Cumberland Times-News


July 22, 2013

School board should honor the law

On Sunday, July 21, I read with interest the commentary by Tom Striplin dealing with the issue of the (Allegany County) Board of Education’s denial of the right of the ex officio member to attend all meetings of the Board of Education.

Mr. Striplin has an interest in this matter, since the BOE followed what the office of the attorney general has found to be improper, while Mr. Striplin was a BOE member and also the president of the BOE. Mr. Striplin also, during his tenure, supported the BOE’s policy of not addressing questions from the public at public meetings.

As an announced candidate for the office of county commissioner, Mr. Striplin must realize, that if elected, he will have a sworn duty to represent all citizens of Allegany County.

Representing our citizens, means honoring the right of our citizens to know what their elected officials are doing,what decisions are being made, and how those decisions are made. Transparency is too often a pledge, that is never honored, by those seeking a public office. Allegany County was recently found to be in the top 1 percent in the nation for transparency — that was not accomplished by the denial of rights to our citizens.

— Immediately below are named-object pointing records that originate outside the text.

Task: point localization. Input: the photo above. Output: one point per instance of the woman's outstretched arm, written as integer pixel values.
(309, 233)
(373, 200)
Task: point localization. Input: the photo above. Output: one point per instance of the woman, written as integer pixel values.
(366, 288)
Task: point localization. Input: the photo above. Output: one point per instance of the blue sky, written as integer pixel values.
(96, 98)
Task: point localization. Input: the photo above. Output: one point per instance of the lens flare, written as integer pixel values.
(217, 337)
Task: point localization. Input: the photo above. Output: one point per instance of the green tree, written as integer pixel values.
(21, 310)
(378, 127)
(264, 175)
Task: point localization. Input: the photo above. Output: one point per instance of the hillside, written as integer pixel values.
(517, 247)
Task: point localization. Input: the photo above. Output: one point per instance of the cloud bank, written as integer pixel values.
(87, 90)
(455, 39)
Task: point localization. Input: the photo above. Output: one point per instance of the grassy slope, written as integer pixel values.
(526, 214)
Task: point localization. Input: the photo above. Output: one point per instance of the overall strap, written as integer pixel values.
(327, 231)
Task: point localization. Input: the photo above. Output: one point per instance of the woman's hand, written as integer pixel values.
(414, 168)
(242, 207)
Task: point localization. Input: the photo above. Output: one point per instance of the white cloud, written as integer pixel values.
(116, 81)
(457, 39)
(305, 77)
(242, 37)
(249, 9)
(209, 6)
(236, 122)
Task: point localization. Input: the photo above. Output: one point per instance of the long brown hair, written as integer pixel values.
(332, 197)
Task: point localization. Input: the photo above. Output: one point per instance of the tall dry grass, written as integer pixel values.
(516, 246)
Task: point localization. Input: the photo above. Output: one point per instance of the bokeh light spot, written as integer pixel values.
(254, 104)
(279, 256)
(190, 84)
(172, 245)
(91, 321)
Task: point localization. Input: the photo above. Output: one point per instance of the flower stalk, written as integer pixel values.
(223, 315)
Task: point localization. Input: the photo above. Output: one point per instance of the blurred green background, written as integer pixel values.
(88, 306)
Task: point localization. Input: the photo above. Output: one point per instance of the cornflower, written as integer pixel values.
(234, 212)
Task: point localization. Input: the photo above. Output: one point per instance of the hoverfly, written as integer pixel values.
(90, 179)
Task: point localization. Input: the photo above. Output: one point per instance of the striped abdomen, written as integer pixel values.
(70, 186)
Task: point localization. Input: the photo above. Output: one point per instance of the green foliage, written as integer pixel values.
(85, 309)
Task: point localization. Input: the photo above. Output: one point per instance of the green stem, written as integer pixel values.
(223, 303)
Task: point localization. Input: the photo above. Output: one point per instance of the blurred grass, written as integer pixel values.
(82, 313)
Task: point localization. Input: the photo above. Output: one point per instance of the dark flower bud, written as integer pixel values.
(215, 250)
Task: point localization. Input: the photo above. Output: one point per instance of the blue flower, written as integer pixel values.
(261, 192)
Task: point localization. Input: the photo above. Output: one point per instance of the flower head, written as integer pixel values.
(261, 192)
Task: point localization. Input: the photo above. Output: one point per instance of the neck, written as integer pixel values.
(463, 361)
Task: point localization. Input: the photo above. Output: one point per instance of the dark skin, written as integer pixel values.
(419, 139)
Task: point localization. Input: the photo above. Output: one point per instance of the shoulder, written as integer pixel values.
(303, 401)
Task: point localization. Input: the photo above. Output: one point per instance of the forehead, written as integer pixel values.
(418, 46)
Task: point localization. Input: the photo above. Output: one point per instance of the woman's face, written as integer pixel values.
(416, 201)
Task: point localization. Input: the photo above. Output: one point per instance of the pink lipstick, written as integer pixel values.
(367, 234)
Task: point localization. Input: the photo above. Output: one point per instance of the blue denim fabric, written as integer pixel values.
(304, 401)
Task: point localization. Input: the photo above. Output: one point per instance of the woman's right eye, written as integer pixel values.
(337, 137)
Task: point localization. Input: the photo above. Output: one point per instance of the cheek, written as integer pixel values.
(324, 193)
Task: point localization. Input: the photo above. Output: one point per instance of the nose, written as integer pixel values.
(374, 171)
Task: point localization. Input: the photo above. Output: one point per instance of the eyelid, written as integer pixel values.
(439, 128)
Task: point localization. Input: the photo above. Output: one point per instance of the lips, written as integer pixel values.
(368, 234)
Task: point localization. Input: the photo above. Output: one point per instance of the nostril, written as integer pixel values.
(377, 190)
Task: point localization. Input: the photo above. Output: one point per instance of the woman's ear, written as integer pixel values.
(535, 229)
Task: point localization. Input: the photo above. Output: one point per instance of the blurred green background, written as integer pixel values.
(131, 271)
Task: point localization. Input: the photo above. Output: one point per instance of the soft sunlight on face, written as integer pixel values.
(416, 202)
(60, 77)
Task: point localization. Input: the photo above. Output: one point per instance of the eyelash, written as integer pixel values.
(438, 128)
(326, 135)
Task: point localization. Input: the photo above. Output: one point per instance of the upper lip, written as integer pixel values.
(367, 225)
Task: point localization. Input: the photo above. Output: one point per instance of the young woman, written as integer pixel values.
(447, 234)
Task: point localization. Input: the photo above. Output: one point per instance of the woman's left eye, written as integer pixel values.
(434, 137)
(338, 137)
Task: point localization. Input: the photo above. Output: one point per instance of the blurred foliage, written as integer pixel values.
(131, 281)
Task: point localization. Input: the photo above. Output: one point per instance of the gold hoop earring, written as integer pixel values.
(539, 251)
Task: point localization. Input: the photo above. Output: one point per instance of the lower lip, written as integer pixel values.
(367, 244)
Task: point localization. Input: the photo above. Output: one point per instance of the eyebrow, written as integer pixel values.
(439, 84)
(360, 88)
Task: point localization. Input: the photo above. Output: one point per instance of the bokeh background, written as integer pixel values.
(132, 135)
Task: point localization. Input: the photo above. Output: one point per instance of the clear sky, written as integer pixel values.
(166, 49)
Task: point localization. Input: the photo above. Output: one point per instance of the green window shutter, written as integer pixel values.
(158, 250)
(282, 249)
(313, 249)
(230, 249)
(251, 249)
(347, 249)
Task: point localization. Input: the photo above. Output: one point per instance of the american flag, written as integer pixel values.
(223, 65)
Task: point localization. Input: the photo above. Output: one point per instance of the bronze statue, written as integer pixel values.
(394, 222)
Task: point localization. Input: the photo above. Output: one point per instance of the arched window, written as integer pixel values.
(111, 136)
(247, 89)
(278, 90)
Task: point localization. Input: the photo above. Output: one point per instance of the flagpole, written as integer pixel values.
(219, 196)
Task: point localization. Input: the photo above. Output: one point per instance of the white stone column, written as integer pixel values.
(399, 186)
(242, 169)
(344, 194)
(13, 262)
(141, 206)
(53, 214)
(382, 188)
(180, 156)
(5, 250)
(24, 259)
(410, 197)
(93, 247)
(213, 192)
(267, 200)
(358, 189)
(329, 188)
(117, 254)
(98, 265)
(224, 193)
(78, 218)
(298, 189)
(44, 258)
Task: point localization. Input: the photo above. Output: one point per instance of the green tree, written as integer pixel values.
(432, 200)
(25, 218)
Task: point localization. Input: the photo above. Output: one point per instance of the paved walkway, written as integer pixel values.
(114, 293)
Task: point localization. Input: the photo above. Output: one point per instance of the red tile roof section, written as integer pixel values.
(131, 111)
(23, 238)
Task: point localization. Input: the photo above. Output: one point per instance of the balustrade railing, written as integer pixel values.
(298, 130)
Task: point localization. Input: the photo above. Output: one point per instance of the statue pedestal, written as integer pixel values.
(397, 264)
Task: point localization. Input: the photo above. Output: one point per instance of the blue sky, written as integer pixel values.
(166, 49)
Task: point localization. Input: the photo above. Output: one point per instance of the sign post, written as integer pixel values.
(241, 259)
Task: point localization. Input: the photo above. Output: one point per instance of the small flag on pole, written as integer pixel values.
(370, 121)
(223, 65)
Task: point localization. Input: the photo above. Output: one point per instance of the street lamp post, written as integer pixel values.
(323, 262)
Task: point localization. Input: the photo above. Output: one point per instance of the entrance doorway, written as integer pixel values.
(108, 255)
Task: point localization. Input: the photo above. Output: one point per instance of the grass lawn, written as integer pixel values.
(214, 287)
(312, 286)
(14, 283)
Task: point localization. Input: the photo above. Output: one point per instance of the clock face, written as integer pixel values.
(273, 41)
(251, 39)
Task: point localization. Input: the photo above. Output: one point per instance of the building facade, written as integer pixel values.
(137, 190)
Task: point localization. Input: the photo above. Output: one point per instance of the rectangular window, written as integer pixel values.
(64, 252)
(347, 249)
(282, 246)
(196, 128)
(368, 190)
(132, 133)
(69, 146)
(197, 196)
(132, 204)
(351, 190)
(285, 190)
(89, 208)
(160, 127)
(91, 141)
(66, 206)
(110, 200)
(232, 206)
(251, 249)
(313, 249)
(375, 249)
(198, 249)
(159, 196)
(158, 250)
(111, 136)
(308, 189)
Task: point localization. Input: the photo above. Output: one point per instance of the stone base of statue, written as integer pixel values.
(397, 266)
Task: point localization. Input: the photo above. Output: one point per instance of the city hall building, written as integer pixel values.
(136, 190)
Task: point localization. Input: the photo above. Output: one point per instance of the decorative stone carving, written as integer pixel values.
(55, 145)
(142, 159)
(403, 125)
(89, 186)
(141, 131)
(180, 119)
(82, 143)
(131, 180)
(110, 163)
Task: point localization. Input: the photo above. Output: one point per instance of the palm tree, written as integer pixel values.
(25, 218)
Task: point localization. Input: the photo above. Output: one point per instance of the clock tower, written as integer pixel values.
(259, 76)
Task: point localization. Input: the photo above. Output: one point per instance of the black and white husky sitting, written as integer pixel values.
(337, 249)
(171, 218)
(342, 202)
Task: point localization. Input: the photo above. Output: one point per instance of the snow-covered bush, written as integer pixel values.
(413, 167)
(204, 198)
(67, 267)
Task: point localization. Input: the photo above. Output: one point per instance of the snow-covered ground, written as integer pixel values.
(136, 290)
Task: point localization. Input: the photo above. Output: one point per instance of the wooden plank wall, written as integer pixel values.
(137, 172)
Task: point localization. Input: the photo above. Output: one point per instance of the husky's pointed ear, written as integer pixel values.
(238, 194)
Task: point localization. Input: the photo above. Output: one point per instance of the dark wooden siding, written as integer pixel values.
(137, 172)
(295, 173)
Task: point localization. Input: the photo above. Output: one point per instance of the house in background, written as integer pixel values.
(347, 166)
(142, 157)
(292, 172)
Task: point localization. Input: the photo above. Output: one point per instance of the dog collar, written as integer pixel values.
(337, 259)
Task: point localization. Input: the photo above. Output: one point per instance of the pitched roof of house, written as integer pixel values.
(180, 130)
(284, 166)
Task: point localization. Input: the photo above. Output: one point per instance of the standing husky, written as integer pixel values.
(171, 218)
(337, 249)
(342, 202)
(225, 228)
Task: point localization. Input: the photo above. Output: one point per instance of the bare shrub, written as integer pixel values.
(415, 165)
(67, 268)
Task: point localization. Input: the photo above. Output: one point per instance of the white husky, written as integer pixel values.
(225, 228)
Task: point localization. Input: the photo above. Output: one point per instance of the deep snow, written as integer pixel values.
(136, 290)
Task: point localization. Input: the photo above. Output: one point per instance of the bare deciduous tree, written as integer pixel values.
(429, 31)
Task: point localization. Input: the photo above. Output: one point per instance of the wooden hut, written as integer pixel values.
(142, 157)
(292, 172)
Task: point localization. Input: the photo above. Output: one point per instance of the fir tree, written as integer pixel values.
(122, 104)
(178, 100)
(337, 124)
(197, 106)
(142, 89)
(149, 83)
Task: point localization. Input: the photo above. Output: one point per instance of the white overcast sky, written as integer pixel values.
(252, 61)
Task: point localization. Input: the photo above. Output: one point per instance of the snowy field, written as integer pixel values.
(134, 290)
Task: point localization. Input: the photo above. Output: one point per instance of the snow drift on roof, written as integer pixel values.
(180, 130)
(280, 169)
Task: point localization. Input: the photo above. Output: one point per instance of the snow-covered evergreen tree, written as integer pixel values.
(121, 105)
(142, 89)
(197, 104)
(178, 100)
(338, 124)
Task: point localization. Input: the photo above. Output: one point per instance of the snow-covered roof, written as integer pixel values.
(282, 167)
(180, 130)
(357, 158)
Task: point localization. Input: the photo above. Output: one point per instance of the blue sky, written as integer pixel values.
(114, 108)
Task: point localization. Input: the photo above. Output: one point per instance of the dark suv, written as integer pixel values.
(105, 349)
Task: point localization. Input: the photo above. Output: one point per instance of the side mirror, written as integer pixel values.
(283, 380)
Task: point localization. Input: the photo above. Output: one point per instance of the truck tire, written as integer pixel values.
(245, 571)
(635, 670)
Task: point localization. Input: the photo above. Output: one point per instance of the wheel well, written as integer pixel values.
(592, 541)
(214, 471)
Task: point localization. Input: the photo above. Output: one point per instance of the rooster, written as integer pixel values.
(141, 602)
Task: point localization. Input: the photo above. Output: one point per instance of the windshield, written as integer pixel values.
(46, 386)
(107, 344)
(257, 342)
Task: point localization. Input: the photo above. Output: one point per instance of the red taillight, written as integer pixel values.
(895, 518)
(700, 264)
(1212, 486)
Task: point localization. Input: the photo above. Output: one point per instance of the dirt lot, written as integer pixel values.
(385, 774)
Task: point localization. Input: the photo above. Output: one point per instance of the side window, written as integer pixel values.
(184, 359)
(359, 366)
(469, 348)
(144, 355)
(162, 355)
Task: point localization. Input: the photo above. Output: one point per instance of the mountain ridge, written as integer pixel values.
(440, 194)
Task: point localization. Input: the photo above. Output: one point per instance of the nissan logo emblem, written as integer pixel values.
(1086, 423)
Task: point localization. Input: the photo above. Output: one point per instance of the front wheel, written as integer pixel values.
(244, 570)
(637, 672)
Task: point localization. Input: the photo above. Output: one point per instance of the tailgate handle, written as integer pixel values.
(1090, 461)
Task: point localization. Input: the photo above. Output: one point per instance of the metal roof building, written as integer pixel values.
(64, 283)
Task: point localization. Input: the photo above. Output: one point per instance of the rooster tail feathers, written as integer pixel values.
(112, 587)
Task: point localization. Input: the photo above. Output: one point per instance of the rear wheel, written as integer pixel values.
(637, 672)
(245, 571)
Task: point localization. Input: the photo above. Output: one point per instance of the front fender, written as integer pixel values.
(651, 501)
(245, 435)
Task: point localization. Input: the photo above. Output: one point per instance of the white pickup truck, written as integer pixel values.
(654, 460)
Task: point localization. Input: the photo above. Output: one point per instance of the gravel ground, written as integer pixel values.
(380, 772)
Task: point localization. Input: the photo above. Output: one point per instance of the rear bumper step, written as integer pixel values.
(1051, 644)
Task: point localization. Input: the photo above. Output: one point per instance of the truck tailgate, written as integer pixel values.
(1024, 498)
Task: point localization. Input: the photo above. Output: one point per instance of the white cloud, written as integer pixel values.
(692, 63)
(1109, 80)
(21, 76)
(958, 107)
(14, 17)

The state considers the Board of Education to be five elected members, an ex officio member (either the president of the board of commissioners, or another commissioner appointed by the president), and a student representative. Only the elected members have a vote, but the student representative and the ex officio are to have all other rights of the board on which they serve.

The student representative is not allowed to attend executive sessions. The office of the attorney general, however, has made it extremely clear that the ex officio has not only the right to attend all meetings, including executive session, but also a “duty, to attend all such meetings.”

Approximately two months ago, I asked Dr. (Edward) Root and BOE attorney, Gary Hanna, to meet with myself and county attorney Bill Rudd on this matter. We had a very cordial, business-like meeting. Evidently, Dr. Root and Mr Hanna agreed with the county’s position, since the next packet that I received for a BOE meeting, included new policy language that would have been quite acceptable to the county. The present policy allows the ex officio to attend executive session, only by invitation.

No such invitation has been received by the county in 2 1/2 years. The BOE, however, did not approve of the new language, allowing it to die from the lack of a motion. No motion, no vote on record. The county has once again asked the BOE to reconsider (the A.G. opinion was part of that communication). We are also asking for the minutes of all executive session meetings since Jan.1, 2011, so the ex officio will have the information that we feel has been improperly denied. If a court decision is needed, then so be it.

It is sad, that the BOE, and Mr. Striplin, appear to believe that the BOE can choose which laws they will, or will not, honor. I hope this is not the message that is being given to the students in our schools. Our country is a land of laws, and a process to change laws we find are not desirable.

If people are left to choose which laws they will follow, we will have anarchy. Hopefully the Board of Education will read the A.G’s opinion, read the laws, and honor the law by granting full board rights (minus voting rights) to the ex officio.